Telecom product company Subex has managed to come out of its troubled past by reducing its debt, tweaking its business model and looks to grow revenues .
Subex has managed to convert ₹447 crore of FCCBs, out of a total of ₹492 crore, making it almost a debt-free company after 4 years. The company has managed to do this before the bonds mature, in March 2017.
The Bengaluru-based company had allotted equity shares in tranches to cover its FCCBs issued over a period of time. In July 2012, Subex had issued secured bonds worth $127.721 million, which was supposed to mature in July 2017 at a conversion price of ₹22.79 per share and an interest rate of 5.7 per cent. Of this, bonds worth $36.3 million were to be mandatorily converted into equity shares at a conversion price of ₹22.79 per share.

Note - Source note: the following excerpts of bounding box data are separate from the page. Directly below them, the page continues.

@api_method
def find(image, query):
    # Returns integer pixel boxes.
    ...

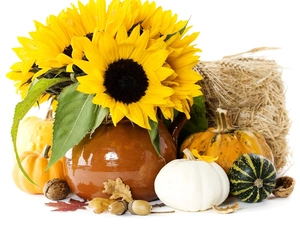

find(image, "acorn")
[43,178,71,200]
[108,200,128,215]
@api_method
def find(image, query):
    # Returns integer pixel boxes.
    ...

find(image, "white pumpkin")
[154,149,230,212]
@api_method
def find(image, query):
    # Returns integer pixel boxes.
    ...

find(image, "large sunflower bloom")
[74,26,174,129]
[12,0,106,79]
[161,29,202,119]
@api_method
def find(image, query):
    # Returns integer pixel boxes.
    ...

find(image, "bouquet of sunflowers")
[7,0,205,179]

Further, due to this conversion, an interest payable component of ₹104 crore which was earmarked, has now reversed and no longer needs to be paid, the company said in a statement.
This development coincided with its annual results. Subex reported revenues of ₹323 crore in the 2016 fiscal, 10 per cent down when they posted revenues of ₹359 crore in 2015 fiscal. Net profits for 2016 came in at ₹10 crore, down when compared to ₹58 crore in 2015 fiscal.
Talking to BusinessLine , Surjeet Singh, Managing Director & CEO, said that with the debt almost taken care of, the company will look to aggressively invest and opens up strategic opportunities in its business. Subex provides technology to global telcos such as Telstra to help them improve their operational efficiency and get more revenues from subscribers.
Singh is confident that in the 2017 fiscal, Subex, with a project pipeline of $150 million in total contract value, largely due to the fact that it is discarding its software licence model to that of managing a telco’s platform.
“We knew where to go but had this balance-sheet overhang,” said Singh, adding that with $13 million in operating cash and operating margins of 23 per cent will help fuel growth forward.